Note this will be overwritten on the next cluster update. If you need this to persist, you can edit the cluster.yaml and add the following:

ingress:
  provider: nginx
  extra_args:
    v: 5

For RKE2, you can increase the verbosity of Ingress-Nginx logs by editing the nginx-ingress-controller DaemonSet and setting the --v flag to 5 or higher. For example:

kubectl edit daemonset rke2-ingress-nginx-controller -n kube-system

    spec:
      containers:
        - args:
            - /nginx-ingress-controller
            - '--v=5'
            - '--election-id=rke2-ingress-nginx-leader'
            - '--controller-class=k8s.io/ingress-nginx'

Note this will be overwritten on the next cluster update. If you need this to persist, you can edit the RKE2 manifest and add the following:

# /var/lib/rancher/rke2/server/manifests/rke2-ingress-nginx-config.yaml
---
apiVersion: helm.cattle.io/v1
kind: HelmChartConfig
metadata:
  name: rke2-ingress-nginx
  namespace: kube-system
spec:
  valuesContent: |-
    controller:
        extraArgs:
            v: 5

For K3s, you can increase the verbosity of Traefik logs by editing the traefik DaemonSet and setting the --log.level flag to DEBUG. For example:

kubectl edit deployment traefik -n kube-system

containers:
  - args:
    - --log.level=DEBUG

Inspecting Certificates and TLS Configurations

One of the most common issues with Ingress controllers is SSL/TLS certificate problems.

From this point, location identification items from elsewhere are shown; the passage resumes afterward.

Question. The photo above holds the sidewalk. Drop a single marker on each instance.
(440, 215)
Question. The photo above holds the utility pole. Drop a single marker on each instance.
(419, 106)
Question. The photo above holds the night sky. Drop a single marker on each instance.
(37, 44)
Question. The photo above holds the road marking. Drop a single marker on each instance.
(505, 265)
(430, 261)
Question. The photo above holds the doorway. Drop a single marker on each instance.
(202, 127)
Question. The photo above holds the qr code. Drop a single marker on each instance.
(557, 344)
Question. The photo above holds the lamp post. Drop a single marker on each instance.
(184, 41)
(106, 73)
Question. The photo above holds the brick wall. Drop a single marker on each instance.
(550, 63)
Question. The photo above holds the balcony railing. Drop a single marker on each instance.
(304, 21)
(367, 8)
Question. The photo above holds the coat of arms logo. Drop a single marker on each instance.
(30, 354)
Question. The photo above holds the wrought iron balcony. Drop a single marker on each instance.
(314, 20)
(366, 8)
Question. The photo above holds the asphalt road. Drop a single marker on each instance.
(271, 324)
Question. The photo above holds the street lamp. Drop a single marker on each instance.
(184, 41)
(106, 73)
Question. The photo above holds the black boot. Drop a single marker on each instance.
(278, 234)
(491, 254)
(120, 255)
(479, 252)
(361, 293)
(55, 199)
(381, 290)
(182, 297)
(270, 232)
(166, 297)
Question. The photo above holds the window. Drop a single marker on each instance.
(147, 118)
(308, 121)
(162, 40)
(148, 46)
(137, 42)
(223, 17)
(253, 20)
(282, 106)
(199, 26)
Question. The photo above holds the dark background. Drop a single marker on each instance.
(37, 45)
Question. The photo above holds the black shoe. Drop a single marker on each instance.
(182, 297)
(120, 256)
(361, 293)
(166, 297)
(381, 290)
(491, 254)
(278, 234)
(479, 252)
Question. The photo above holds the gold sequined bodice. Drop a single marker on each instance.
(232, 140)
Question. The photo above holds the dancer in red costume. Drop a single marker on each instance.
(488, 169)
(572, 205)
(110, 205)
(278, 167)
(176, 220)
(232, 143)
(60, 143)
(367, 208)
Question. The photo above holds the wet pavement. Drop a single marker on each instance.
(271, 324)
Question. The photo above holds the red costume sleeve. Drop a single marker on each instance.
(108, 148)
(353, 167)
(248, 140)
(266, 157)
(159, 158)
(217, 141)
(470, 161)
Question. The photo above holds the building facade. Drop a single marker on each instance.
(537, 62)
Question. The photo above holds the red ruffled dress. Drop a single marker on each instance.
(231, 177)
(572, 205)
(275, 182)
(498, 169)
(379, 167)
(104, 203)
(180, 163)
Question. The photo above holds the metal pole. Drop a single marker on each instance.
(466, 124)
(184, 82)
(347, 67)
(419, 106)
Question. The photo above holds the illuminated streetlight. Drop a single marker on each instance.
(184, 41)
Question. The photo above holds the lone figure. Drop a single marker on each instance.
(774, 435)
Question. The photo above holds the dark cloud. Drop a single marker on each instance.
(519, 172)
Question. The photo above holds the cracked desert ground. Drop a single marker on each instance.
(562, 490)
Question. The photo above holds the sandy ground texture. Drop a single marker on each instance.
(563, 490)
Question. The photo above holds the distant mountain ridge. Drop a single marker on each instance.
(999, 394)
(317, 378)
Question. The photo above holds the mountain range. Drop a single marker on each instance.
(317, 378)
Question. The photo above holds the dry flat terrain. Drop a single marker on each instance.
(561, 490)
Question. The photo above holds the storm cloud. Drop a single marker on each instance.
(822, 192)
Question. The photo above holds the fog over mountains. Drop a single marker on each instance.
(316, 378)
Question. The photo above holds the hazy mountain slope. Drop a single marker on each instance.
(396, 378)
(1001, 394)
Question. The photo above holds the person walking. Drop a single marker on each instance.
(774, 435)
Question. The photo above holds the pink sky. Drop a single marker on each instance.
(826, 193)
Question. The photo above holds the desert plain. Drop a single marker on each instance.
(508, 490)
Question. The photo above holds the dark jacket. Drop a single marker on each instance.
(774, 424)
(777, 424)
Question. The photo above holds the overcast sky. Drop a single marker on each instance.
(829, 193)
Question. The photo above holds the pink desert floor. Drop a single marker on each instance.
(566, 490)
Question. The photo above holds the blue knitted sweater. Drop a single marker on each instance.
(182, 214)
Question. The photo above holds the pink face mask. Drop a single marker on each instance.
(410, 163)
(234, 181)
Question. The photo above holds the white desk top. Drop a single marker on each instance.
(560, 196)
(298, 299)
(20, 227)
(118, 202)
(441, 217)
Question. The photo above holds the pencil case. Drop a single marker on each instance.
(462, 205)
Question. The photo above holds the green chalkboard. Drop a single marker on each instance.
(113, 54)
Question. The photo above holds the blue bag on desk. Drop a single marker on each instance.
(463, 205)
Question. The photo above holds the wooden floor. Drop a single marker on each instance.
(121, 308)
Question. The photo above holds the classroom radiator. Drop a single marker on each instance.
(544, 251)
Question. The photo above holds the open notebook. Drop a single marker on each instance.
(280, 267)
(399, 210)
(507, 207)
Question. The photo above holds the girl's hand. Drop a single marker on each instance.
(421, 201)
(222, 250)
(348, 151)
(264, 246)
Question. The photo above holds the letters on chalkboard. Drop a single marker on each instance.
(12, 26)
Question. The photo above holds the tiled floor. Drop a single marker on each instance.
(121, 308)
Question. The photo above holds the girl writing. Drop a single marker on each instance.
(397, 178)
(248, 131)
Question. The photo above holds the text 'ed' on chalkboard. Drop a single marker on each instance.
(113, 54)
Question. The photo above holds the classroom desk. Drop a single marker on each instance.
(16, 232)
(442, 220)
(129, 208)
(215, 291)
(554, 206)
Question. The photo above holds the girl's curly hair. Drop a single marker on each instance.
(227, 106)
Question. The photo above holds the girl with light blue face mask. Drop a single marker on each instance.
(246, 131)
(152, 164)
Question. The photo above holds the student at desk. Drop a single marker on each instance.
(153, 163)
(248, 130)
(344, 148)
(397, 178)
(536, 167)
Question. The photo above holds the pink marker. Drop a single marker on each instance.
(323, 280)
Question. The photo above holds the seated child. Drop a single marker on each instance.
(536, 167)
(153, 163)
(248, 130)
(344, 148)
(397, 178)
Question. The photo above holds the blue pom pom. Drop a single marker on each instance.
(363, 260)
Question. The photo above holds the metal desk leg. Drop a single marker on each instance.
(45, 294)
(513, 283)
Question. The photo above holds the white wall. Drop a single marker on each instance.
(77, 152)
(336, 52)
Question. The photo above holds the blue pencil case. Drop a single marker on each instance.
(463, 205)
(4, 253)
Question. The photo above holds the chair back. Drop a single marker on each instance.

Invalid Certificates: Check if the certificates are valid and not expired.

Example output:

W1213 13:01:31.385397       7 backend_ssl.go:47] Error obtaining X.509 certificate: unexpected error creating SSL Cert: no valid PEM formatted block found
W1213 13:01:31.391841       7 controller.go:1372] Error getting SSL certificate "default/bad-cert": local SSL certificate default/bad-cert was not found. Using default certificate

Certificate Mismatch: Ensure the certificate matches the domain name in the Ingress resource definition.

Example output:

W1213 13:03:36.205196       7 controller.go:1387] Validating certificate against DNS names. This will be deprecated in a future version
W1213 13:03:36.205245       7 controller.go:1392] SSL certificate "default/star" does not contain a Common Name or Subject Alternative Name for server "hello-world2.example.com": x509: certificate is valid for *.support.tools, support.tools, not hello-world2.example.com

Network Troubleshooting

DNS Resolution: Confirm that your domain names correctly resolve to your cluster’s external IP.
Cluster DNS: Check if the cluster’s DNS is working correctly.
Firewall Rules: Check if firewalls are blocking necessary ports. For example, Rancher project network policy rules block all ingress traffic by default.
Endpoint Connectivity: Ensure the endpoints are reachable from the cluster. kubectl get endpoints can be used to check the endpoints.

Monitoring and Probes

Prometheus: Use Prometheus to monitor the health of your Ingress controllers.
Grafana: Grafana can be used to visualize Prometheus metrics and provide insights into the health of your Ingress controllers.

Conclusion

Troubleshooting Ingress in Kubernetes, especially with controllers like Ingress-Nginx and Traefik, is a multifaceted task. By following systematic steps and understanding the intricacies of these controllers, you can effectively manage and resolve issues in your k8s environment. Remember, a well-configured Ingress is key to a robust and accessible Kubernetes cluster.

For more detailed guides and support, visit Rancher documentation and the official Kubernetes Ingress-Nginx and Traefik documentation pages.